Cette fois-ci Guy Sorman prend tranquillement le contre-pied de plusieurs ouvrages pessimistes ou alarmistes sur l’islam, redouté comme un tout, parus en rafale depuis le 11 septembre. Il ne s’attarde pas sur le terrorisme et se garde bien de céder aux élucubrations géo-politiques occidentalistes ou aux appels angoissés à la mobilisation judéo-chrétienne. Non, il va au cœur du sujet et se demande si islam et modernité sont compatibles. Et pour cela, il nous entraîne à la recherche des «enfants de Rifaa». Rifaa était un jeune imam égyptien envoyé en France de 1826 à 1831»par le grand Mohamed Ali pour découvrir les secrets de la supériorité technique et scientifique de l’Occident, révélé par l’expédition de Bonaparte.» Au terme de son séjour, Rifaa conclut que la synthèse entre islam et progrès était possible et que rien – ou peu de choses – dans le Coran ne s’opposait à ce que «le monde musulman se modernise». C’est encore aujourd’hui la conviction de Guy Sorman et le fil conducteur de son enquête. On en mesure l’actualité, l’audace, la nécessité. Peut être redonnera-t-elle espoir à Jean Lacouture, Ghassan Tueni et Gérard Khoury, qui, tout au long d’une remarquable conversation à trois se retournent, avec lucidité, amertume et colère sur l’échec de la renaissance arabe du XIXème siècle, sur le jeu des puissances et les convulsions stériles du moyen-orient au XXème siècle. Dans douze pays arabes, ou musulmans d’Asie, Guy Sorman a rencontré et fait parler des hommes et des femmes, ces descendants de Rifaa qui s’ingénient, à faire progresser, dans leur infinie diversité, la modernité dans l’islam. De façon pratique, empirique, comme par des trouvailles conceptuelles ou religieuses… parfois grâce à une meilleure connaissance du Coran que les intégristes-perroquets. Les points de blocage, les avancées varient d’ailleurs d’un pays à l’autre: le Coran est utilisé pour verrouiller; mais il n’est pas plus un verrou en soi que les autres grands textes révélés. Le mouvement est tangible.
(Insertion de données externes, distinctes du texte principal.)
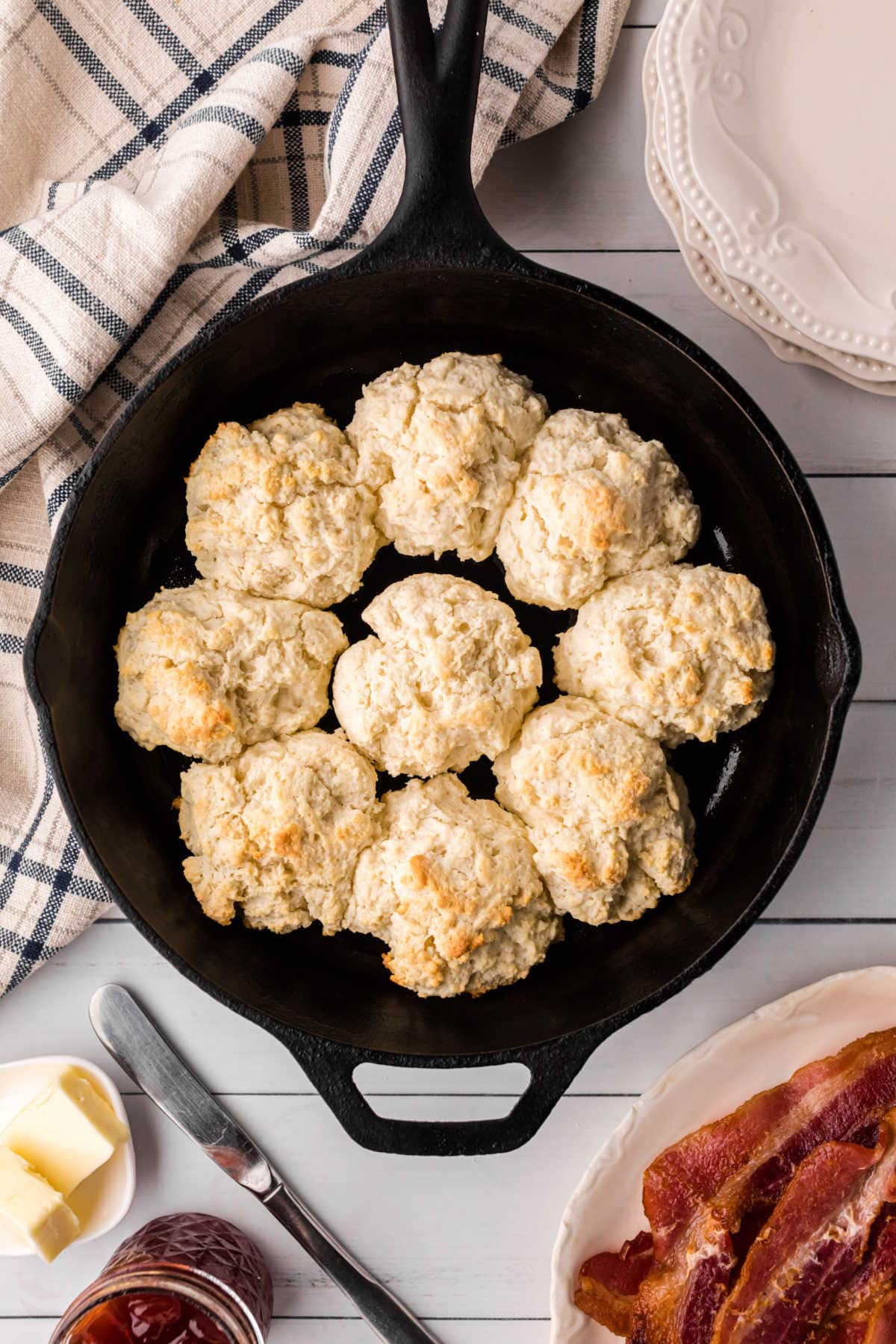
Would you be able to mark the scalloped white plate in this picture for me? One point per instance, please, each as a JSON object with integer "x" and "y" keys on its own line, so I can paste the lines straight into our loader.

Pourtant notre enquêteur ne sous estime pas les résistances: «j’exposais mes vues sur les musulmans, positives si on les rapporte à ce que les Occidentaux en pensent d’ordinaire. La démocratie, le progrès économique, les droits de l’homme et des femmes me semblaient compatibles avec l’islam; seules les circonstances historiques et l’influence d’idéologie récentes interdisaient aux musulmans de retrouver leur juste place dans un monde de coexistence, et non de conflit entre les civilisations. J’exprimai ma crainte que la diversité des mondes musulmans ne le cède à une uniformisation appauvrissante de type Waahhabit. Je m’attendais aux remerciements d’usage. Mal m’en prit (…) Je subis une leçon de catéchisme islamique». Cette péripétie de Dacca n’est pas représentative de l’ensemble, et Guy Sorman rentre de ses pérégrinations raisonnablement optimiste. A condition que nous soyons plus activement solidaires de ces musulmans modernes qui sont la vraie cible des islamistes, même ceux ci s’en prennent aussi à l’Occident. A condition également que nous soutenions les musulmans démocrates contre leurs gouvernements tyranniques ou despotiques qui concourent à figer ces pays dans un statu quo insupportable, à en faire des «prisonniers du temps». Vaste programme! Sorman n’a aucune indulgence pour les dirigeants arabes et leurs amis occidentaux. Mais il y a là un problème explosif de mise en œuvre qu’il escamote, beaucoup de ces pays étant politiquement et socialement des bombes à retardement. Que l’on se souvienne de l’Iran de 1979 et des espoirs de libéralisation placés dans la chute du shah. Mais il faut en sortir.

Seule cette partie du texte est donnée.